The Virgin herself never looked
so winning — so One — as in
this scandalous failure of her Grace. To what
purpose had she existed, if, after nineteen hundred
years, the world was bloodier than when she was born?
The stupendous failure of Christianity tortured history.
The effort for Unity could not be a partial success;
even alternating Unity resolved itself into meaningless
motion at last. To the tired student, the idea
that he must give it up seemed sheer senility.
As long as he could whisper, he would go on as he
had begun, bluntly refusing to meet his creator with
the admission that the creation had taught him nothing
except that the square of the hypothenuse of a right-angled
triangle might for convenience be taken as equal to
something else. Every man with self-respect enough
to become effective, if only as a machine, has had
to account to himself for himself somehow, and to
invent a formula of his own for his universe, if the
standard formulas failed. There, whether finished
or not, education stopped. The formula, once
made, could be but verified.
The effort must begin at once, for
time pressed. The old formulas had failed, and
a new one had to be made, but, after all, the object
was not extravagant or eccentric. One sought no
absolute truth. One sought only a spool on which
to wind the thread of history without breaking it.
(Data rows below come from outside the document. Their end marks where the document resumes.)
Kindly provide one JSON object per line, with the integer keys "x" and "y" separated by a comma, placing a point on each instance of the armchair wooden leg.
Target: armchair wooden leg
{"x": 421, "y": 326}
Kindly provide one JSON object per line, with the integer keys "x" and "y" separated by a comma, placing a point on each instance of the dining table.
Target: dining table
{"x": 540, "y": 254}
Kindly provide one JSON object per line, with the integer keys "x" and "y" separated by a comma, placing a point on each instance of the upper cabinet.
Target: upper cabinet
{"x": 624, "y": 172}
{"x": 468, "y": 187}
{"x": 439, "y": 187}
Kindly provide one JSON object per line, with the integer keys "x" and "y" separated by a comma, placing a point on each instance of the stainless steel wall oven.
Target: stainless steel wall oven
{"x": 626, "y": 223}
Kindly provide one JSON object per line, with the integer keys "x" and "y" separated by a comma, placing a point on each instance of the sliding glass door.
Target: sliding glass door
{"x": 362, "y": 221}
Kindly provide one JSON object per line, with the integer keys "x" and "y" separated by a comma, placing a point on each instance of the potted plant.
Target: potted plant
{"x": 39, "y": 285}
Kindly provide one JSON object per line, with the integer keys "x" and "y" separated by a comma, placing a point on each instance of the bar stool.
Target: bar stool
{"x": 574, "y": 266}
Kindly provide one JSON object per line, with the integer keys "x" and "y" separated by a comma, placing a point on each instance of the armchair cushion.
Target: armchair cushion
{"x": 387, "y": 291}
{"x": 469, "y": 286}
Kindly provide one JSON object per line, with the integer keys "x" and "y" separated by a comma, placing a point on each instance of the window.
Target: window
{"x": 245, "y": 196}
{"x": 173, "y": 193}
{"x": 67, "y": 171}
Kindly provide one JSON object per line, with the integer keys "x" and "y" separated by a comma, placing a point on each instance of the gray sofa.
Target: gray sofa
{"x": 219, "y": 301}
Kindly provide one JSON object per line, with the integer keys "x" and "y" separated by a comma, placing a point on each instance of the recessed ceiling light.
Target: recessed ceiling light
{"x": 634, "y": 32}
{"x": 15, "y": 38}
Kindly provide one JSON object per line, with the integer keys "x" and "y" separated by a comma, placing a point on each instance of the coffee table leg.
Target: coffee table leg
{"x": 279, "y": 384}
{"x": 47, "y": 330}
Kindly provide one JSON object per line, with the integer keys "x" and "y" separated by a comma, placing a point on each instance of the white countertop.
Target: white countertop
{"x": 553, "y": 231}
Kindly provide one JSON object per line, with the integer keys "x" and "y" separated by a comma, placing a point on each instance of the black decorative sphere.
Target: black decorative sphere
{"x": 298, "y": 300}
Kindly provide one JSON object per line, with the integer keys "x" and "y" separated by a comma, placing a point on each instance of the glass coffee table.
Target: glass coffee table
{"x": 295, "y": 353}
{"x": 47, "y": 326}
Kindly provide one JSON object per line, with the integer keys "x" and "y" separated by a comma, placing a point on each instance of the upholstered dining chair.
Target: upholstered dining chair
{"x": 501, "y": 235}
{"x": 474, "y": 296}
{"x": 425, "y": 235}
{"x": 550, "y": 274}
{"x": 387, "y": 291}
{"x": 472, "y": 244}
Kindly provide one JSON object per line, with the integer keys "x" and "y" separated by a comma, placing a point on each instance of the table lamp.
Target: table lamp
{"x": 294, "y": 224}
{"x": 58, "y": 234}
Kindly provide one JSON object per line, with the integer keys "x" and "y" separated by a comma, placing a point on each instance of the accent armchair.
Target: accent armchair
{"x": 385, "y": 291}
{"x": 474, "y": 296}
Among indefinite possible orbits, one sought the orbit
which would best satisfy the observed movement of
the runaway star Groombridge, 1838, commonly called
Henry Adams. As term of a nineteenth-century education,
one sought a common factor for certain definite historical
fractions. Any schoolboy could work out the problem
if he were given the right to state it in his own
terms.
Therefore, when the fogs and frosts
stopped his slaughter of the centuries, and shut him
up again in his garret, he sat down as though he were
again a boy at school to shape after his own needs
the values of a Dynamic Theory of History.